Sanu Maya is alone at home with her little sister. Their father is far away looking for work; he promised to bring back something nice and warm for the girls to wear. Their mother is busy preparing the field for winter. There's milk and two pieces of bread from yesterday for lunch.
Although Sanu Maya is only six years old, she's good with the fire in the kitchen and warms up the milk in a pot on an iron tripod. Sanu Maya is busy with the cooking pot and doesn't know how it happened, but suddenly the baby is standing with both feet in the fire!
Sanu Maya is paralyzed with shock on seeing her younger sister screaming in the fire. It's only when little Kanchi falls and starts whimpering that Sanu Maya comes back to life and pulls the baby away from the fire. Then she runs out of the hut to call for help. She screams as loud as she can into the terraced hillsides.
The old shaman, who Sanu Maya fears a little, is just coming around the bend; she rushes into the hut to help. The milk boils over and extinguishes the fire. Acrid smoke and a burning smell fill the room.
Kanchi lies whimpering outside the front door. The shaman painted wet cow dung mixed with herbs on the baby's feet and chanted a mantra before leaving. One of Kanchi's feet is a single big blister, almost like the balloon that the trekkers had given the two girls last week. The other foot looks very dark blue but does not seem to hurt so much. Kanchi is shivering in shock despite being out in the warm sun.
At last the girls' mother comes home and Sanu Maya explains what happened weeping bitterly all the time.
“What a disaster! Oh what a disaster! What should we do?” Sanu Maya's mother is very worried and angry with Sanu Maya and tells her off time-and-again. There isn't a single Rupee in the money box; so medical treatment is out of the question.
Sanu Maya has to walk to the health post and speak to the village doctor. Maybe he has medicine. Glad to have a mission, she runs off. It is not far, only two hills away. Sanu Maya crosses a stream and runs around the big Pipal tree. The health post is behind the Pipal tree. The village doctor listens to Sanu Maya's story, stuffs a few bandages and drugs in his pocket and heads off back along the path with Sanu Maya.
It gets dark early in winter and the two reach the hut just before the final rays of the sunset disappear. It has become cold and Sanu Maya realizes only now that she had forgotten her shawl. She trembles from the cold and anxiety.
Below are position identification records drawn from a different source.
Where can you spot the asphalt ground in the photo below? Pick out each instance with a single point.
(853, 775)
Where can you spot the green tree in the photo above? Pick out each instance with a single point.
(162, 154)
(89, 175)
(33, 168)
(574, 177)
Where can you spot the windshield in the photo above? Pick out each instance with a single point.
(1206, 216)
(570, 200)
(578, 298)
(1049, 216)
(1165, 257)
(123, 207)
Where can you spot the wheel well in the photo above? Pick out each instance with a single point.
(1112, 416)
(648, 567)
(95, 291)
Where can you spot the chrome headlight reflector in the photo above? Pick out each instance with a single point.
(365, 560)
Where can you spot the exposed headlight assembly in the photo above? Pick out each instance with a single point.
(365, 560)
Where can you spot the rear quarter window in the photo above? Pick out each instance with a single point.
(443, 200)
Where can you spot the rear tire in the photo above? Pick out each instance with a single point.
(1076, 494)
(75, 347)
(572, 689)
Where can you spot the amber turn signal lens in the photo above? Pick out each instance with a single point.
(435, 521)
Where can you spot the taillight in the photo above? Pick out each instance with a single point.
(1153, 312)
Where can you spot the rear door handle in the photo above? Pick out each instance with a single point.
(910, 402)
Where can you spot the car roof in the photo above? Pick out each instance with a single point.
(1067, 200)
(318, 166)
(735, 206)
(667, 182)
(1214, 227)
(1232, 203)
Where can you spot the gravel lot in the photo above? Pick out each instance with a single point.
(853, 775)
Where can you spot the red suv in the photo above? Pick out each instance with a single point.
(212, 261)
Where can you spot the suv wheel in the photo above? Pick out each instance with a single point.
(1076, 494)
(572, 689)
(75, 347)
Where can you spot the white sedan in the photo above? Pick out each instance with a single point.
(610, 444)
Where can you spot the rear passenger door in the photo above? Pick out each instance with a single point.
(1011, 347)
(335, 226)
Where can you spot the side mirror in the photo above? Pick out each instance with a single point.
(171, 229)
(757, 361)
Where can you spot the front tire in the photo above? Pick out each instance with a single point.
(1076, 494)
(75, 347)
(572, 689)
Sanu Maya's mother has taken Kanchi into the kitchen and placed her next to the goats on straw. The child whimpers in her sleep and looks very pale. The doctor hardly hears the words "She has not eaten anything all day" as he examines the burn injury looking worried. "It's bad," he says, "she must be taken to the hospital."
That is unthinkable for the girls' mother, as she has no money to pay for the hospital treatment. She looks at little Kanchi with tears in her eyes knowing that this accident has changed the child's life forever. She asks the village doctor to at least bandage Kanchi's feet.
Mother carries Kanchi in a wicker basket. With a sling, which runs across the forehead and securely holds the basket on her back, she can walk very quickly. Sanu Maya walks beside her, carrying a bundle with a few clothes and two cobs of corn, their food for the journey. It takes them nearly four hours to walk to the hospital.
Once there, Kanchi is examined by the foreign doctor. Mother doesn't understand the what the doctor says but hopes that things will get better. "We have to see how the wounds heal and how deep the burns are," says the sister, who translates the doctor's words. "You'll have to stay here for a few weeks."
The treatment is slow but progresses well and Kanchi will walk again. During her stay in the hospital mother learns of the clay stoves that can prevent such accidents and she wishes she had such a stove in her kitchen.